The dream of the ’90s is alive in this Windows 95 screensaver indie game
The dream of the ’90s is alive in this Windows 95 screensaver indie game

Twenty-two years ago, Microsoft Windows took a big leap forward with Windows 95. Most would say that Windows 95 was significant for its addition of the Start button, or the merging of MS-DOS and Windows, or plug and play. Maybe they were wrong; maybe it was the screensavers that mattered the most. That’s what Screensaver Subterfuge, an indie game made by Cahoots Malone, posits.

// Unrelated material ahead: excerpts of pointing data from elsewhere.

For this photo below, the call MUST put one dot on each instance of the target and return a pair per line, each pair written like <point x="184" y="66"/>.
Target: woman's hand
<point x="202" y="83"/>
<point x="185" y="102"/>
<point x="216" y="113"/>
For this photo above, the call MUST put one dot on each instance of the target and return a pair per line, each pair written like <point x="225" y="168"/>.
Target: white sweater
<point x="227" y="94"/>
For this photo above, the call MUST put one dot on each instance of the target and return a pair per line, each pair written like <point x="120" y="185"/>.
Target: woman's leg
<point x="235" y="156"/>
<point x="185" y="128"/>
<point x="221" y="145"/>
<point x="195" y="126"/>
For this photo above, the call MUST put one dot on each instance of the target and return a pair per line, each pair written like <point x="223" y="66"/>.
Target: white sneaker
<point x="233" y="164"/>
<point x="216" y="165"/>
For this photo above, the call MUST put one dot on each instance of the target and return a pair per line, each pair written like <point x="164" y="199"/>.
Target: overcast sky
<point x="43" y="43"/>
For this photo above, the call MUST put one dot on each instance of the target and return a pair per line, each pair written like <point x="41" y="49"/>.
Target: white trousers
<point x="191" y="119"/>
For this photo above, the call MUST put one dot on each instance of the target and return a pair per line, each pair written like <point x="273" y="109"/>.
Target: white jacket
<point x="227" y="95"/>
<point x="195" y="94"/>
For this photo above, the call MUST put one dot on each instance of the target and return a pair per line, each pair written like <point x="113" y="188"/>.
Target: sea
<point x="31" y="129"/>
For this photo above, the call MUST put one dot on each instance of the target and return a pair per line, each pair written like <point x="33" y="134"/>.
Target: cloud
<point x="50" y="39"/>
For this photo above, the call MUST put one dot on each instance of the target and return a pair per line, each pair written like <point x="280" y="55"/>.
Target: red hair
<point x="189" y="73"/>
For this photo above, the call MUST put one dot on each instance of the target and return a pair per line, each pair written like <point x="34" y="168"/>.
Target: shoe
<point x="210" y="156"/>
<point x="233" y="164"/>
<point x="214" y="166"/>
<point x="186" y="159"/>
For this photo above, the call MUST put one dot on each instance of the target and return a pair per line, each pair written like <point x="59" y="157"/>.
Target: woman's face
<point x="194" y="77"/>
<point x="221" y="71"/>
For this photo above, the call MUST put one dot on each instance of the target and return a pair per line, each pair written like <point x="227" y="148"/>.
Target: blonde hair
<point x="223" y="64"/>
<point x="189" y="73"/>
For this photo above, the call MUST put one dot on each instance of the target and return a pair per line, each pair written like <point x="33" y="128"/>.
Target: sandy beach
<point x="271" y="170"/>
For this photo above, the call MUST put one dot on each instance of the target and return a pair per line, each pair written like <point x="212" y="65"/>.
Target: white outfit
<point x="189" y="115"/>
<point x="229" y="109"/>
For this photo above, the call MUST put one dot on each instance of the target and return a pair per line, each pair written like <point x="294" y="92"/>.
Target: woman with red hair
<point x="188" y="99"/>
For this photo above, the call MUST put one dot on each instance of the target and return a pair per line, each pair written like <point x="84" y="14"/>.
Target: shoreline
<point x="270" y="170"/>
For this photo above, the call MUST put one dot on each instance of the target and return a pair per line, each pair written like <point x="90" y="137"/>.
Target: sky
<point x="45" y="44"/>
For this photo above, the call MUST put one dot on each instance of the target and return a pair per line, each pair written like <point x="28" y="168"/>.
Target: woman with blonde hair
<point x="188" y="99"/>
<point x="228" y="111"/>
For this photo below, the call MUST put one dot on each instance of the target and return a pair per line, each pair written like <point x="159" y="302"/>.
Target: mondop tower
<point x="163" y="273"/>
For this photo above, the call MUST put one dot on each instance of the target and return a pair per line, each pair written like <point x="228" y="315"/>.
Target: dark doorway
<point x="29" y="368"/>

The game is freely available on itch.io for Windows, macOS, and Linux, and it was previously reported on by Motherboard. It takes the assets (they were extracted directly from ssmaze.scr) from Windows 95’s iconic 3D Maze screensaver—the one that endlessly wanders a maze of brick walls in first-person perspective—and turns it into a very goofy cyberpunk hacking game.
The conceit is that the mazes are actually the tunnels through which truly valuable corporate data travels. You’re a young hacker on a mission to stop your dystopian world from turning into a slightly different kind of dystopian world—this is according to the game’s hilariously bad narration that includes ’90s hype lines such as, “Cyberspace has never looked so three dimensional! The geniuses at Microsoft have done it again!”